I think there is nothing wrong in valuing physical intimacy, wanting to be desired, craving feeling of trust that comes from sharing the most private affairs. At the same time, I despise reducing my relationship into its physical components, missing a hand, a warmth, a body to cuddle not unlike the functions of a blanket. Long-distance forces me to overcompensate by emphasising and making up for precisely what I am lacking the most. To miss something terrible when you are deprived of it is only normal, and it might diminish the other aspects of a relationship that can be fulfilled vaguely through video calls. It makes it easy to overlook the most endearing parts of a relationship when consumed by the desire for the replaceable (which is a temptation many people do succumb to) even when I know that a person is far from an assembly of replaceable body parts. It becomes a breeding ground of insecurities.

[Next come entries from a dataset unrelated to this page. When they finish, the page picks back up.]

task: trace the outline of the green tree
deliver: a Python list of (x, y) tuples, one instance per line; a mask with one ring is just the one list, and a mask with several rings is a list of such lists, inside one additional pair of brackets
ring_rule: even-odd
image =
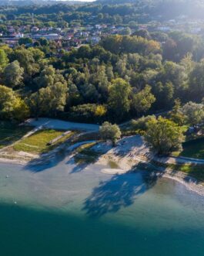
[(113, 145), (115, 145), (117, 140), (121, 137), (119, 127), (108, 121), (105, 121), (100, 126), (99, 133), (102, 139), (111, 140)]
[(0, 85), (0, 117), (23, 121), (29, 115), (27, 104), (12, 89)]
[(108, 107), (113, 119), (122, 120), (130, 108), (131, 87), (122, 78), (113, 80), (109, 88)]
[(22, 37), (22, 38), (20, 38), (19, 40), (18, 40), (18, 44), (20, 46), (22, 46), (22, 44), (31, 44), (32, 43), (32, 38), (30, 37)]
[(8, 59), (4, 49), (0, 49), (0, 69), (4, 68), (8, 63)]
[(182, 128), (171, 120), (159, 117), (149, 121), (145, 139), (153, 151), (166, 155), (180, 150), (184, 142)]
[(9, 87), (19, 85), (23, 80), (24, 69), (20, 67), (18, 60), (9, 63), (4, 70), (5, 84)]
[(137, 115), (145, 113), (156, 101), (156, 97), (151, 93), (151, 87), (147, 85), (143, 90), (133, 95), (132, 108)]
[(182, 113), (186, 117), (190, 125), (196, 125), (204, 121), (204, 105), (189, 101), (182, 108)]
[(33, 94), (28, 104), (33, 114), (38, 118), (41, 114), (55, 116), (58, 111), (63, 111), (68, 97), (66, 84), (57, 82), (45, 88), (41, 88)]
[(172, 111), (170, 112), (170, 120), (179, 125), (183, 125), (185, 123), (185, 115), (181, 111), (181, 101), (176, 99)]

As with anything else in long-distance, it requires effort and commitment to work out the delicate balance of too little and too much (I personally might say that it rarely is too much, simply because we always wish to satisfy what is unsatiated, so “overfeeding” the beast of eros might be more helpful than to deprive it and fan its desire). The distance also has its own upsides, such as building greater trust and communication (motherhood statements, I know, but it is true). The sooner we work out how to untangle the knots of insecurity the better it is for the both of us. It goes both ways to have some reassurance that I’m not only a piece of meat, or some perverted deviant. I also realise that lust does not last, so maybe I do have the answer to my doubts all along, with some enduring aspects of the relationship as proof.

Love is not a cure for loneliness

Long-distance is hard (if I have not reiterated it enough), and it is painful – not just because of the distance, but also because of the time zone differences which I find unbearable – thus it should not be a yardstick to measure the strength of a relationship. What I mean is to say that everything I have represented on this Valentine’s Day post is an oversimplification of what a long-distance relationship is like, and that problems arise all the time, be it my internal struggles or a conflict. It really isn’t anyone’s fault – to try to place responsibility on people assumes that we are stronger than human nature. That is a sort of maturity that gets refined with long-distance, as though it were some martial arts that requires training in isolation and meditations in solitude.

Many people might find this largely inapplicable, especially if they identify themselves as “single and alone” on Valentines, but I think it would be nice to conclude on the note that love and relationship is not a cure for loneliness (I realise this disclaimer should probably appear earlier). The victimisation of being single in the season of love seems to assume that all those happy couples are happy to find that they fit like jigsaw pieces in a lonely world. Long-distance really showed me, with great clarity, that it is not the case, and one is still very much capable of feeling lonely even while in love (though the distance probably hyperbolizes these occurrences).

What is more important is to learn to find value for myself. Now that I can no longer be “one call away”, or provide a comforting hug, I am forced to think about what other ways I can make the relationship work. Working on myself is a part of that equation. I want to be a solution, not just a temporary distraction. And yet, paradoxically, I have to come to terms with the fact that occasionally, we really are just each other’s distractions. And that is all I can be. And maybe that is enough.

Maybe a hello from the other side of the globe, or a good night message when I wake, is enough.